# Titanic 4: Tuning the whole pipeline with Cross Validation

In this notebook we will see how Grid Search Cross Validation can be used to not only tune the parameters of the model but also the parameters of all the transformers in a pipeline, thus helping us find the best preprocessing strategy for our data.

## 1. Pipeline creation

As shown in the previous notebooks, here we clean the data, split it and create a pipeline:

In [1]:
import pandas as pd
from sklearn.model_selection import train_test_split
from sklearn.impute import SimpleImputer
from sklearn.tree import DecisionTreeClassifier
from sklearn.metrics import accuracy_score
from sklearn.pipeline import make_pipeline

# reading
url = "https://drive.google.com/file/d/1g3uhw_y3tboRm2eYDPfUzXXsw8IOYDCy/view?usp=sharing"
path = 'https://drive.google.com/uc?export=download&id='+url.split('/')[-2]
data = df = pd.read_csv(path)

# X and y creation
X = data.drop(columns=["PassengerId", "Name", "Ticket"])
y = X.pop("Survived")

# feature selection: only numericals
X_num = X.select_dtypes(include="number").copy()

# data splitting
X_num_train, X_num_test, y_train, y_test = train_test_split(X_num, y, test_size=0.2, random_state=123)

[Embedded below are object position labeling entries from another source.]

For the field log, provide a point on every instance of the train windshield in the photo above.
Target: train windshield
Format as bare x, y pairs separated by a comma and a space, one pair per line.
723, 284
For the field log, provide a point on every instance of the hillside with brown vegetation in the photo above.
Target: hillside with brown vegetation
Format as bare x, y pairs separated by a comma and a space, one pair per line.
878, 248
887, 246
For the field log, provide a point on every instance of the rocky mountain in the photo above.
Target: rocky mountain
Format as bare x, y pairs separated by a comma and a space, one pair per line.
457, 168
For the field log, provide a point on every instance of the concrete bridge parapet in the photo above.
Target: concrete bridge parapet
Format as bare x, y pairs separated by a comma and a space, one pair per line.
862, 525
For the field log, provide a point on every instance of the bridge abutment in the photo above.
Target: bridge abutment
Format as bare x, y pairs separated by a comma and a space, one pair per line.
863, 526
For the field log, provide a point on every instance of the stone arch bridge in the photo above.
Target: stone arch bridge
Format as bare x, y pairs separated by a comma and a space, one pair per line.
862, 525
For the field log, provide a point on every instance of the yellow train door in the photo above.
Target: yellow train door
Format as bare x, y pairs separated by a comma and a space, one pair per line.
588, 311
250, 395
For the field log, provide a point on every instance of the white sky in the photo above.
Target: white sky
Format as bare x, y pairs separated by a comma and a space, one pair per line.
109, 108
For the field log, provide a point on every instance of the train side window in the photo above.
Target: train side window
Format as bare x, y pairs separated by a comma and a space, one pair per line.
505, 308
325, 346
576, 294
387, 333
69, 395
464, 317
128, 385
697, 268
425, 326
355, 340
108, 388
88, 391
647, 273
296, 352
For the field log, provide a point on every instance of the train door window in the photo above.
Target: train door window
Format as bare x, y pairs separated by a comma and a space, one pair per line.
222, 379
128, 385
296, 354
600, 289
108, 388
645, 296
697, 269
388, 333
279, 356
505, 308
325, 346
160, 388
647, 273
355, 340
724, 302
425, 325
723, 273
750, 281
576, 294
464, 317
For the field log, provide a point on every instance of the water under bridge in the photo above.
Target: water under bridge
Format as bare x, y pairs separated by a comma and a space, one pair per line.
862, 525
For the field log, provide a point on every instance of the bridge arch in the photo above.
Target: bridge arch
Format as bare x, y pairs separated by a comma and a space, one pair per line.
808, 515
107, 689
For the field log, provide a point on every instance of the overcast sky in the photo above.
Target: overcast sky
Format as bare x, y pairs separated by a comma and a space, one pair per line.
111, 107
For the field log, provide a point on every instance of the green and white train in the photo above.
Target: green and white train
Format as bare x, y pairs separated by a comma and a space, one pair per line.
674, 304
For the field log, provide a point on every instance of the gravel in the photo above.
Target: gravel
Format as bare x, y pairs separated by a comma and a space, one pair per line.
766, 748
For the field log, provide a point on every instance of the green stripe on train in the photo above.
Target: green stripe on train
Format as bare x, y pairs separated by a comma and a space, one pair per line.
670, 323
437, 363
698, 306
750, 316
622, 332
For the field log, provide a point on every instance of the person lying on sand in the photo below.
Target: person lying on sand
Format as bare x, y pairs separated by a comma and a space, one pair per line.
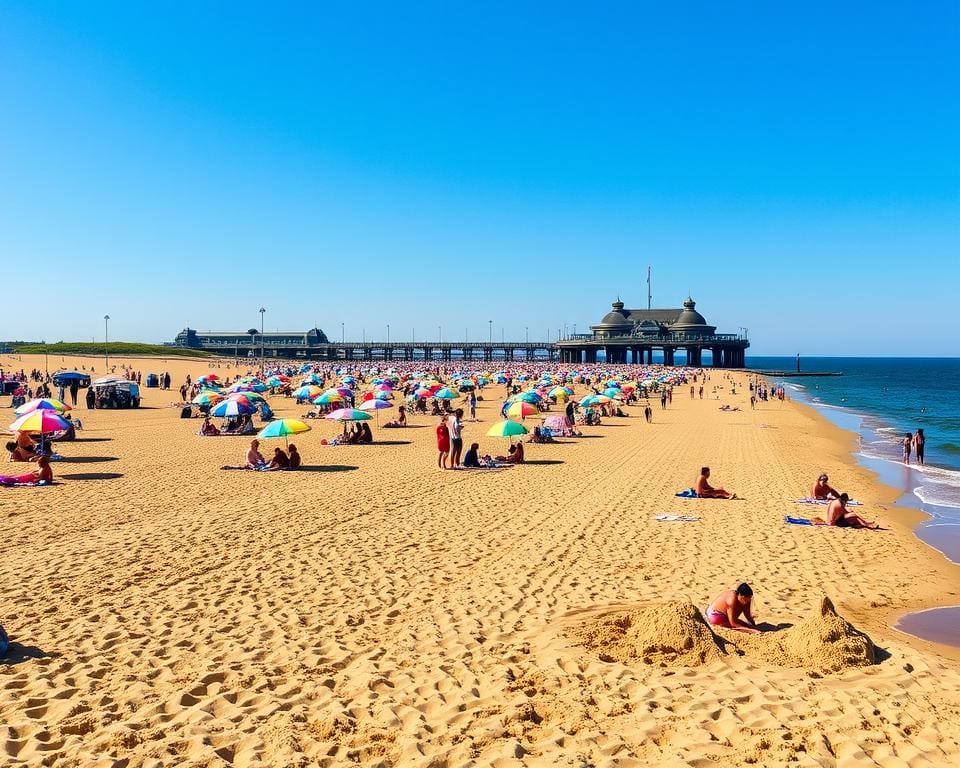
42, 474
706, 491
822, 489
838, 515
726, 610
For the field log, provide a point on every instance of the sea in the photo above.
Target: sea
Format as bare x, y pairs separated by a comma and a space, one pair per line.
881, 399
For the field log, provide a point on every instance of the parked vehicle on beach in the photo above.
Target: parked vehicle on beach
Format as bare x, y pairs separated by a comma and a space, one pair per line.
116, 392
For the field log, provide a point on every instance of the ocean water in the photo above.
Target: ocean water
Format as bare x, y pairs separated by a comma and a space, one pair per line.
881, 399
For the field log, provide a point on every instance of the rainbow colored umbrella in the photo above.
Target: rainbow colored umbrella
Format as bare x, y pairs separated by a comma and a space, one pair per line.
42, 404
348, 414
507, 428
42, 422
283, 428
521, 409
238, 406
207, 398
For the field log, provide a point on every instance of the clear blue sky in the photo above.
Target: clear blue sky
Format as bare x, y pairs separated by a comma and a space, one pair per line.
794, 166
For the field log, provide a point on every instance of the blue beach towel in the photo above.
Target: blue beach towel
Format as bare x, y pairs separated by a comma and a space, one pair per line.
800, 521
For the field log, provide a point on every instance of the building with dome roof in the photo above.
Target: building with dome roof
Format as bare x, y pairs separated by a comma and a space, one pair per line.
682, 336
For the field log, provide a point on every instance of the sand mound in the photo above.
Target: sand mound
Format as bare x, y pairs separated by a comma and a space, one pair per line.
825, 641
828, 641
668, 635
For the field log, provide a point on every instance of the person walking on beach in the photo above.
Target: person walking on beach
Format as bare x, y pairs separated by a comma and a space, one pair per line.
706, 491
918, 440
443, 443
455, 423
839, 516
727, 609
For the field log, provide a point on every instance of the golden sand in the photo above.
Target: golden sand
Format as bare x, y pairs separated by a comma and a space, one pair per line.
378, 611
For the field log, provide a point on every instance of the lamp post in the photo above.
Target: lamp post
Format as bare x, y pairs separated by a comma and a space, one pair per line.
262, 351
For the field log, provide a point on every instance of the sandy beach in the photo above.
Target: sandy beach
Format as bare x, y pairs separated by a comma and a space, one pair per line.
376, 610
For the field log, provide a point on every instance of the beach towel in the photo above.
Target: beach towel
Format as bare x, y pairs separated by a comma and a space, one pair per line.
824, 502
803, 520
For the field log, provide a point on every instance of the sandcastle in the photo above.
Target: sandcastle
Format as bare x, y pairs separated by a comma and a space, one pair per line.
676, 634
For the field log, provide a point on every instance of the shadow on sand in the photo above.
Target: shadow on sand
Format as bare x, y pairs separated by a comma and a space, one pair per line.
18, 653
92, 476
327, 468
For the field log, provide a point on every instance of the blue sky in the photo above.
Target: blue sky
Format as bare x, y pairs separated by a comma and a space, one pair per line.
795, 168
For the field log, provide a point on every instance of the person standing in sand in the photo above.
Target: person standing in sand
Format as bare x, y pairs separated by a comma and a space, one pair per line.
455, 423
918, 441
838, 516
443, 443
727, 609
706, 491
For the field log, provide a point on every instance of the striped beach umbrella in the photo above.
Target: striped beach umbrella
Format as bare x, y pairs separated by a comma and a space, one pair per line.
42, 404
42, 422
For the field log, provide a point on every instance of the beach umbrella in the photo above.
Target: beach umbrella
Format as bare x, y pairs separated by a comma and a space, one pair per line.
521, 409
43, 422
207, 398
348, 414
233, 407
42, 404
374, 405
507, 428
283, 428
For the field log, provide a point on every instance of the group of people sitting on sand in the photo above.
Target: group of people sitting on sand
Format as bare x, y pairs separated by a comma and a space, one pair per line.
282, 460
473, 460
837, 513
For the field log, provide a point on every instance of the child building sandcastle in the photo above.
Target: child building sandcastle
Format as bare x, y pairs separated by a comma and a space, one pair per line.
676, 635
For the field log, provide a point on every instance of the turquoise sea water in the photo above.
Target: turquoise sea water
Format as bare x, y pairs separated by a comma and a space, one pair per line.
881, 399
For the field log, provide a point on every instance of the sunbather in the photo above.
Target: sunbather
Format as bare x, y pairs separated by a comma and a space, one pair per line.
706, 491
839, 516
727, 609
822, 489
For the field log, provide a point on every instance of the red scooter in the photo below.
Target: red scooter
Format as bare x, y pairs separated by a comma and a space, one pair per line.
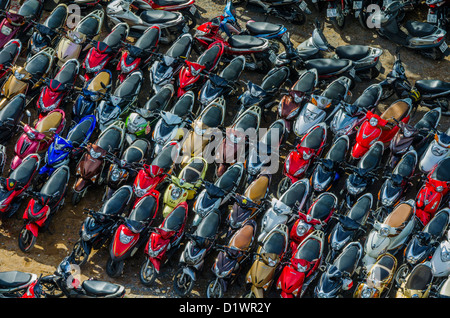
39, 138
381, 127
317, 218
303, 266
56, 90
191, 75
134, 232
106, 51
163, 242
137, 56
12, 188
434, 192
43, 206
299, 160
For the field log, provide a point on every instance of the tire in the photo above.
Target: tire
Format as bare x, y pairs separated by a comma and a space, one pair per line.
26, 240
148, 273
182, 283
114, 269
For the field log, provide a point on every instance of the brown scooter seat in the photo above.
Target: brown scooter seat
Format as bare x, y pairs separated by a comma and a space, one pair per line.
400, 216
257, 189
397, 110
52, 120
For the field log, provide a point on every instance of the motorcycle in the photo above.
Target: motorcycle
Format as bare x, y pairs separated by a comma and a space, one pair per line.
138, 56
217, 194
303, 266
300, 159
425, 38
231, 259
93, 166
104, 52
46, 34
139, 15
58, 90
75, 42
351, 115
268, 256
338, 276
12, 188
381, 127
434, 193
99, 226
322, 108
124, 97
191, 75
40, 137
193, 256
42, 207
391, 233
163, 242
132, 233
285, 209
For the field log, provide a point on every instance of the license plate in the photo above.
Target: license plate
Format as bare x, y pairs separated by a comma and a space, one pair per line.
331, 13
357, 5
193, 10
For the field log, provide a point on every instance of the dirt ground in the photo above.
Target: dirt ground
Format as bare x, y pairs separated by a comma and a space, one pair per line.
52, 246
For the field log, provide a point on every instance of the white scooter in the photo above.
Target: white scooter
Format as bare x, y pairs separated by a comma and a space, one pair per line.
392, 233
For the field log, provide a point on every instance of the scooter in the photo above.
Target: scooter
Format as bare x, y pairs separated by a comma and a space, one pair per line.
351, 115
317, 217
12, 188
191, 75
392, 233
303, 266
299, 160
105, 52
285, 209
268, 257
339, 275
47, 33
381, 127
231, 259
40, 137
425, 38
434, 193
117, 104
350, 226
217, 194
163, 242
138, 56
139, 15
99, 226
58, 90
193, 257
378, 281
166, 66
321, 108
132, 233
93, 166
328, 170
42, 207
77, 41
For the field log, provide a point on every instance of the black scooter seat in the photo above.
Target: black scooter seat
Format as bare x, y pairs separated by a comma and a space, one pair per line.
352, 52
432, 86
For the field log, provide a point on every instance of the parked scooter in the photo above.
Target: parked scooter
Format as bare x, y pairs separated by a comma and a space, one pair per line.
268, 256
42, 207
163, 242
231, 259
303, 266
99, 226
339, 275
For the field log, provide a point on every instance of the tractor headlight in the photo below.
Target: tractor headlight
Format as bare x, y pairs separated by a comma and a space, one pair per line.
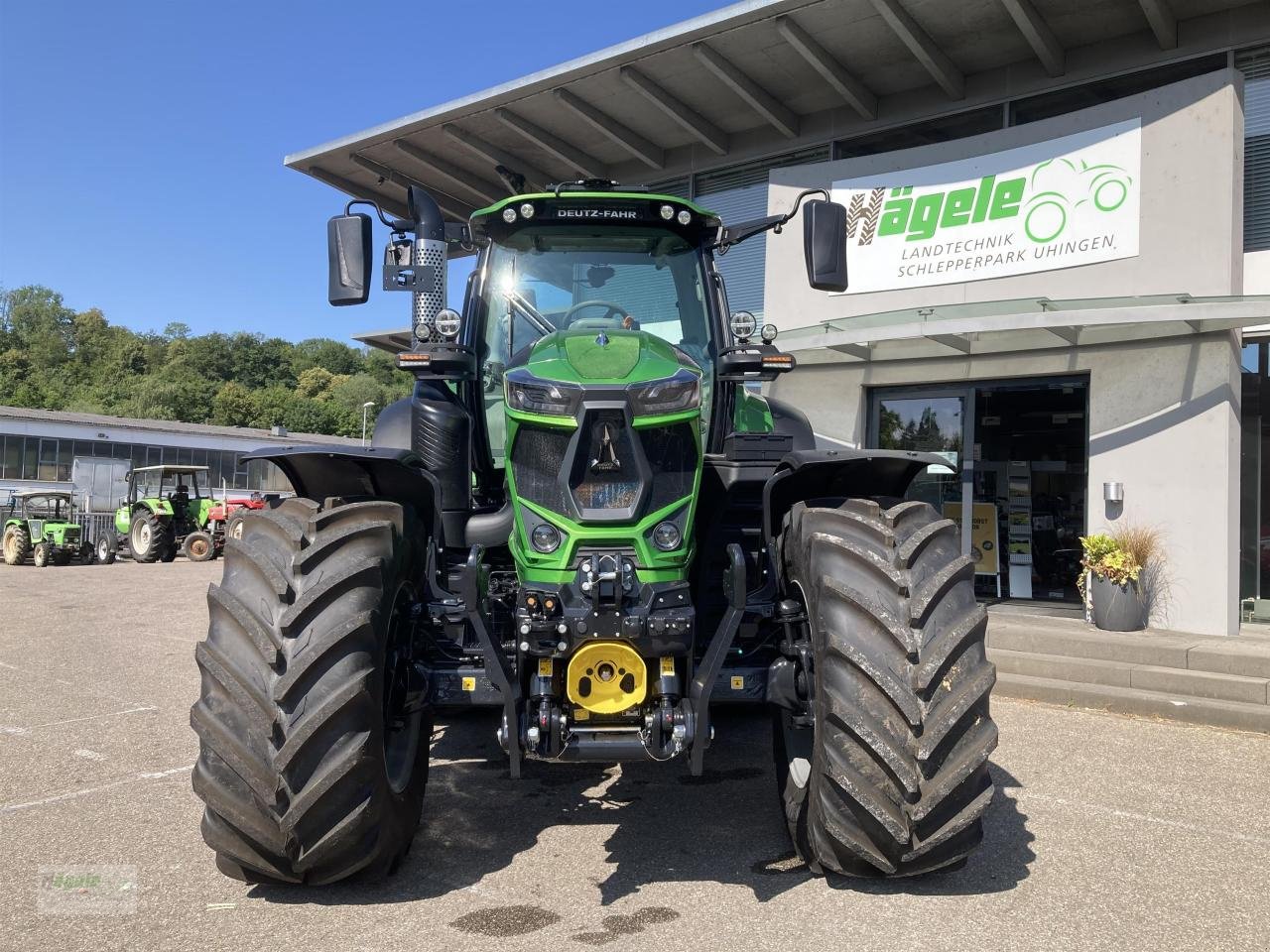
666, 397
667, 536
545, 538
529, 394
447, 322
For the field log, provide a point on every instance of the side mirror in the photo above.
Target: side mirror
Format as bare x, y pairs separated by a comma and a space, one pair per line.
825, 245
348, 259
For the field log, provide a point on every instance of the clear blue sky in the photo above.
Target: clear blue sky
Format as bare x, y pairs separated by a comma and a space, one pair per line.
141, 143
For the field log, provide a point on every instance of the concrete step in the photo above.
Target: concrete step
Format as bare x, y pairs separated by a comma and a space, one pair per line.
1182, 683
1232, 715
1237, 655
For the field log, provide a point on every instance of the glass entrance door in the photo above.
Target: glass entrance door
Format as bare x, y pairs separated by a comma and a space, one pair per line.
931, 420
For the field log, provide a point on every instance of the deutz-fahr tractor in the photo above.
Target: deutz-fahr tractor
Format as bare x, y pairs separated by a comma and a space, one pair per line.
164, 513
42, 525
588, 517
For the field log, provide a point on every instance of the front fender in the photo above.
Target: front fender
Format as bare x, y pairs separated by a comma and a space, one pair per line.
818, 474
397, 475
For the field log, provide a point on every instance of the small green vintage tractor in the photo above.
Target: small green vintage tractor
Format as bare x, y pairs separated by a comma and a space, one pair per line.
164, 513
42, 525
588, 518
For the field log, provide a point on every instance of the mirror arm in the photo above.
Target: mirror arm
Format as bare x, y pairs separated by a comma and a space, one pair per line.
735, 234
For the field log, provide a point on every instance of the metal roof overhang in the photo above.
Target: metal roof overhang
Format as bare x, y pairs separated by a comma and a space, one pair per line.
1012, 326
760, 77
991, 327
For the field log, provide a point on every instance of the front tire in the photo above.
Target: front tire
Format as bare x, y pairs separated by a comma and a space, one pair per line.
887, 774
146, 537
198, 547
307, 770
17, 544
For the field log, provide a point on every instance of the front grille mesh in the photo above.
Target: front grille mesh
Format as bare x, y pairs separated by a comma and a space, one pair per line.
538, 461
604, 475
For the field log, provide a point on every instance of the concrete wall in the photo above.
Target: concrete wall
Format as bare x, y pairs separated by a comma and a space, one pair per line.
1164, 420
1192, 230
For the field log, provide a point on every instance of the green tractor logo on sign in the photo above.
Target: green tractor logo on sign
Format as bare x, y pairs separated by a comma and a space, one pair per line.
1052, 184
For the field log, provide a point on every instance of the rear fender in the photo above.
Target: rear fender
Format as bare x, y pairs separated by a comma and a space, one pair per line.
395, 475
818, 474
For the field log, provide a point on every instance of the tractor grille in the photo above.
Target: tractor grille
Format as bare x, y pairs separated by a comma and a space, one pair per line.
538, 461
604, 475
672, 454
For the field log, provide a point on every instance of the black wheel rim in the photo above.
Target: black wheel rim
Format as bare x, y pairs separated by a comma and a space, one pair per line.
400, 728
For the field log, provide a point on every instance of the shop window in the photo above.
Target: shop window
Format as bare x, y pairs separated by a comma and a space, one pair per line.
1255, 64
31, 458
737, 194
1255, 483
10, 457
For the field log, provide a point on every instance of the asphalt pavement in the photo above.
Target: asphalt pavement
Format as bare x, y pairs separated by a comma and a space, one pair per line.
1106, 832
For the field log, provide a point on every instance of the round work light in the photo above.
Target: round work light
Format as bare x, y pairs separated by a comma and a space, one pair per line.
545, 538
743, 325
666, 536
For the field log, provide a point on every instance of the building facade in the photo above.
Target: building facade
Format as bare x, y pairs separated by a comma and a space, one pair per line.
1060, 246
39, 448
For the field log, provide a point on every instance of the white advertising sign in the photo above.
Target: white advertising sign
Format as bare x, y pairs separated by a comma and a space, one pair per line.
1066, 202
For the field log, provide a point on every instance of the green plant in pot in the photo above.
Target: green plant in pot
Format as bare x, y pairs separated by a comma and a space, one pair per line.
1116, 570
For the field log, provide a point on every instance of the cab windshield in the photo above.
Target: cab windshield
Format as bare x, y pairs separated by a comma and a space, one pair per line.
548, 278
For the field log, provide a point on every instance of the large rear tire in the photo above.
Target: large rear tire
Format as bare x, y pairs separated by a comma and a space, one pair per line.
146, 537
887, 774
308, 772
17, 544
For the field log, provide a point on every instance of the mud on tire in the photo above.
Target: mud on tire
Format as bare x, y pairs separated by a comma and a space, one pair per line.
291, 717
893, 777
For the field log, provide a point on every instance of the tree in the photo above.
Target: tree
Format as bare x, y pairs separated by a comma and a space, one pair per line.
234, 405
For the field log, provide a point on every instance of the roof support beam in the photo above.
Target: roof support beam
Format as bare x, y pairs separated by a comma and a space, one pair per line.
1164, 22
1071, 335
448, 204
607, 126
574, 158
534, 178
758, 99
956, 341
1038, 35
486, 191
862, 350
857, 95
685, 117
356, 190
920, 45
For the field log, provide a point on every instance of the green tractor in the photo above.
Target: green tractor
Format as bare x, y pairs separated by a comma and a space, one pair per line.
164, 513
588, 518
41, 525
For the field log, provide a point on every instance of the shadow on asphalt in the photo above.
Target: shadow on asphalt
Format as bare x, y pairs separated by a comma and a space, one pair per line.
725, 826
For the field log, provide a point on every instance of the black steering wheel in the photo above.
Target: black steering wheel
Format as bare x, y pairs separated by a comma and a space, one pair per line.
611, 312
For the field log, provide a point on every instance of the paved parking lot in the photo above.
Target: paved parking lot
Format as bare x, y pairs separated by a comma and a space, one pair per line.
1106, 833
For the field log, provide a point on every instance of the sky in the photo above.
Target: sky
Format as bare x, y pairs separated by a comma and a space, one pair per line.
141, 144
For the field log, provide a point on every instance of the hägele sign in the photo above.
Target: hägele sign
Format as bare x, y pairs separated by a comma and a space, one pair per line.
1060, 203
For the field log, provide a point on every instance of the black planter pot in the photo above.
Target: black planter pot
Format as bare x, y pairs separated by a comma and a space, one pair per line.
1116, 607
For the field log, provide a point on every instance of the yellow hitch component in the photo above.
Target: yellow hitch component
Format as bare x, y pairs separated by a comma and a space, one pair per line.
607, 676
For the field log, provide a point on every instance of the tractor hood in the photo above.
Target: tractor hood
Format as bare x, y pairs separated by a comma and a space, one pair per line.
602, 357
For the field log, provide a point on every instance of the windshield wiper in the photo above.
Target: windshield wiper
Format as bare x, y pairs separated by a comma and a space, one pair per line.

# initialize transformers &amp; model
imputer = SimpleImputer()
dtree = DecisionTreeClassifier()
 
# Create a pipeline
pipe = make_pipeline(imputer,
                     dtree)

## 2. Cross Validation with the whole pipeline:

We can see the steps in the pipeline (note that they have been given names: `simpleimputer` and `decisiontreeclassifier`. we will use these names when defining the parameter grid for the cross validation)

In [2]:
pipe

Pipeline(steps=[('simpleimputer', SimpleImputer()),
                ('decisiontreeclassifier', DecisionTreeClassifier())])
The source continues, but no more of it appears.